The daunting thing is the breakdowns, the endless breakdowns. And yet the stocks are still no man's land. Take PPG (PPG). It's off horribly today, down a $1.53. More important, it has been in a severe downtrend ever since peaking 20 points ago.
But it yields only 1.5% and still sells at 18x earnings. That's what I mean about a situation that's so difficult. You can't just come in here and buy shares in this fantastic stock with the market breaking down. It doesn't have yield support or P/E support to speak of.
Well, wait, you say, you talked about it positively when it was higher.
That's true. I did. But the circumstances are so changed. First, PPG gets 50% of its income from overseas, including a big chunk from Mexico, which is in free fall, and some exposure from China which is, well, who knows where.
Second, one of my absolute favorite CEOs, Chuck Bunch, is retiring and that's a major change-up for me. He has guided the company so wisely.
Third, while the company has a terrific buyback, it can't just stand there every day and support the stock in this kind of machine-driven environment.
Finally, the rest of the group has traded so badly that it is taking down all the stocks in its sector because we know that sector pull has never been greater.
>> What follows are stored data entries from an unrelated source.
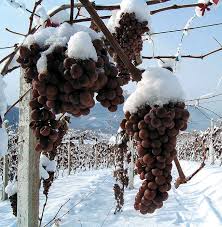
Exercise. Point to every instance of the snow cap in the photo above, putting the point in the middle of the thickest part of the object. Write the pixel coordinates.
(80, 47)
(157, 87)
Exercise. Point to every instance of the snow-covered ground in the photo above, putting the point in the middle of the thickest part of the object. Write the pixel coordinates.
(91, 203)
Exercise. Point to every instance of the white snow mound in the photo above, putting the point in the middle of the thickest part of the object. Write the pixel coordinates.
(157, 87)
(11, 188)
(80, 47)
(3, 142)
(139, 7)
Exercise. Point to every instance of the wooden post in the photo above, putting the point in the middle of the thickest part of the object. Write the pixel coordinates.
(69, 156)
(28, 165)
(211, 147)
(96, 155)
(5, 177)
(131, 165)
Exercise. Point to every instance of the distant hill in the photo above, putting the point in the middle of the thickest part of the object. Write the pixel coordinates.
(100, 119)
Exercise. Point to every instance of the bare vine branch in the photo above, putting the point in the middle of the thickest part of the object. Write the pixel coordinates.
(191, 28)
(185, 56)
(37, 3)
(71, 9)
(173, 7)
(16, 33)
(9, 47)
(57, 213)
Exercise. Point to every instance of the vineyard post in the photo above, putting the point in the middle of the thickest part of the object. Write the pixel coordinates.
(69, 155)
(5, 177)
(211, 148)
(96, 155)
(131, 165)
(28, 165)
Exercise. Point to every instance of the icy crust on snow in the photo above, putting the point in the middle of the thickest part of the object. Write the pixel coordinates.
(11, 188)
(76, 44)
(157, 87)
(139, 7)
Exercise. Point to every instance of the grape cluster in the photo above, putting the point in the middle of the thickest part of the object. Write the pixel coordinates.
(63, 128)
(69, 84)
(44, 125)
(111, 95)
(47, 183)
(129, 36)
(120, 173)
(13, 202)
(155, 129)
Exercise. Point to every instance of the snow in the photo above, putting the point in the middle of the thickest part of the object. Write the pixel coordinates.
(112, 140)
(3, 141)
(11, 188)
(78, 37)
(91, 201)
(80, 47)
(43, 173)
(139, 7)
(17, 4)
(157, 87)
(57, 35)
(166, 63)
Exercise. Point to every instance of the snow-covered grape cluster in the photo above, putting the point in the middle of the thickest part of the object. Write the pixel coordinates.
(69, 85)
(155, 130)
(129, 36)
(65, 77)
(120, 172)
(128, 25)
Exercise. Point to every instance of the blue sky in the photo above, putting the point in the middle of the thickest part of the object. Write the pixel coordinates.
(198, 77)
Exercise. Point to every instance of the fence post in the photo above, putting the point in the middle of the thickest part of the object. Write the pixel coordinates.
(5, 177)
(131, 165)
(211, 148)
(28, 165)
(69, 155)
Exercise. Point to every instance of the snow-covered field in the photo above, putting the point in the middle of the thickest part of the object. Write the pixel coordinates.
(91, 203)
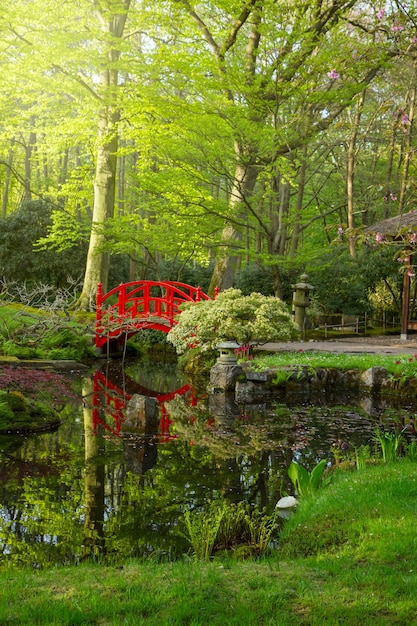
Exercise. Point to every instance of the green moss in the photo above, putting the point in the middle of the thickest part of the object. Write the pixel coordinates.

So, yet, it probably makes some sense to start here if you wanted to buy a position in it. But not enough sense to brave the potential for estimate cuts and a Fed that doesn't see anything but strength in the economy.
Plus, Dow Chemical (DOW), which is an Action Alerts PLUS stock, is acting horrendously but is far cheaper at 13x earnings with an almost 4% yield and a critical fourth-quarter restructuring occurring that will include a buyback.
So, a terrific company and a terrific stock just isn't good enough just yet to pull the trigger.